Situada en la Quinta Avenida, la Catedral de San Patricio fue la primera gran catedral neogótica de los Estados Unidos. Fue durante una ceremonia en la Antigua Catedral de San Patricio que el Arzobispo Hughes propuso el nuevo edificio, que aumentaría la capacidad y actuaría como un monumento arquitectónico público. Muchos se burlaron de su idea, pero Hughes persistió en su visión de construir la catedral neogótica más impresionante en lo que él predijo que se convertiría en el centro de Nueva York.
Este audaz plan se hizo realidad cuando la catedral fue construida entre 1858 y 1879. Fue diseñada por el arquitecto James Renwick Jr, quien se inspiró en la arquitectura gótica inglesa, francesa y alemana después de pasar tres años investigando en Europa.
La imponente estructura, con su gran exterior revestido de mármol blanco, destaca dramáticamente contra su entorno moderno, actuando como una parte integral de la rica historia y patrimonio de Nueva York.

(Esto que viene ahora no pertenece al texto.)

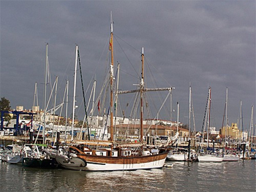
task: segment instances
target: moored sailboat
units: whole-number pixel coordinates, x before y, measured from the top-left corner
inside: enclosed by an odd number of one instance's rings
[[[92,149],[86,146],[80,145],[83,153],[76,154],[78,158],[84,159],[87,165],[85,166],[86,171],[115,171],[115,170],[136,170],[147,169],[154,168],[162,168],[164,166],[168,150],[167,148],[148,148],[143,144],[143,92],[150,91],[144,88],[143,69],[141,72],[141,79],[140,89],[124,91],[127,93],[140,93],[140,144],[133,145],[132,146],[124,145],[123,146],[117,145],[114,143],[113,139],[113,20],[111,15],[111,32],[110,50],[111,51],[111,60],[110,64],[110,136],[109,141],[110,145],[107,148]],[[141,53],[142,69],[143,69],[144,53],[143,49]],[[164,88],[170,91],[171,88]],[[118,93],[121,93],[119,92]],[[116,146],[114,145],[116,145]]]

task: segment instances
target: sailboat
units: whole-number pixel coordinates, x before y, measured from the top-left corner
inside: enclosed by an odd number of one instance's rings
[[[209,87],[208,88],[208,99],[206,102],[206,107],[205,111],[205,116],[204,116],[204,120],[206,117],[208,117],[208,121],[207,121],[207,148],[208,147],[208,131],[209,131],[209,127],[210,127],[210,111],[211,111],[211,88]],[[203,121],[204,121],[203,120]],[[204,123],[204,122],[203,122]],[[203,124],[203,128],[204,128],[204,123]],[[204,133],[204,128],[203,130],[202,128],[202,134],[203,134],[203,134]],[[197,159],[199,162],[222,162],[223,161],[223,157],[219,155],[219,154],[208,154],[208,151],[206,152],[206,154],[198,154]]]
[[[128,146],[116,145],[114,146],[113,139],[113,20],[112,14],[110,16],[110,50],[111,51],[111,60],[110,64],[110,137],[109,143],[110,145],[107,148],[92,149],[86,145],[78,145],[77,149],[80,149],[84,154],[77,153],[77,157],[84,159],[86,161],[85,171],[116,171],[116,170],[136,170],[148,169],[154,168],[162,168],[168,153],[167,148],[151,148],[148,149],[143,143],[143,92],[150,91],[152,89],[144,88],[143,77],[143,62],[144,53],[143,48],[141,53],[142,72],[140,83],[140,89],[130,91],[120,91],[118,93],[140,93],[140,145]],[[162,88],[165,91],[170,91],[171,88]],[[155,91],[155,90],[154,90]],[[91,141],[91,143],[94,141]]]
[[[226,91],[226,101],[225,101],[225,151],[223,161],[238,161],[239,156],[236,154],[229,154],[227,153],[227,88]],[[222,126],[223,127],[223,126]]]

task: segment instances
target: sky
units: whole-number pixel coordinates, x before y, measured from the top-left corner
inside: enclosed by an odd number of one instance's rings
[[[39,105],[43,108],[48,43],[53,85],[58,77],[56,104],[62,102],[69,80],[70,115],[78,45],[86,100],[91,104],[89,99],[92,81],[97,80],[97,98],[109,69],[111,11],[115,73],[120,64],[119,89],[135,89],[134,84],[139,83],[142,47],[146,87],[175,88],[172,115],[170,99],[159,111],[168,92],[147,93],[148,104],[153,106],[148,118],[154,118],[158,113],[159,119],[172,117],[176,120],[178,102],[178,120],[188,124],[190,84],[192,116],[200,131],[211,87],[210,123],[219,130],[227,88],[229,124],[241,122],[241,101],[243,127],[249,129],[252,106],[256,101],[255,1],[1,0],[1,98],[9,99],[12,109],[16,106],[31,109],[37,82]],[[77,82],[76,113],[83,120],[79,71]],[[48,98],[50,85],[47,85]],[[124,98],[119,100],[123,104],[120,110],[128,117],[135,96],[127,94]],[[145,117],[146,113],[144,109]]]

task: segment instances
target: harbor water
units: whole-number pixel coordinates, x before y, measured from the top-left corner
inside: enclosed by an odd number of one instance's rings
[[[256,191],[255,162],[172,162],[173,167],[103,172],[24,168],[0,162],[0,191]]]

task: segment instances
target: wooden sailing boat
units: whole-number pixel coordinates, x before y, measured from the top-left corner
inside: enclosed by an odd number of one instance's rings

Al entrar, lo primero que me llamó la atención fueron los ventanales de vidrieras maravillosamente diseñados, muchos de los cuales representaban escenas de escritos religiosos sagrados y formas geométricas, incluyendo una de las piezas más icónicas de Charles Connick, el Gran Rosetón. La catedral incorpora un total de 103 ventanas diferentes, creando una atmósfera extremadamente mágica y mística.
La iglesia posee muchas características arquitectónicas únicas, siendo una de las más impresionantes la intrincada tracería del diseño del techo, con 32 columnas de mármol que se extienden por todo el espacio.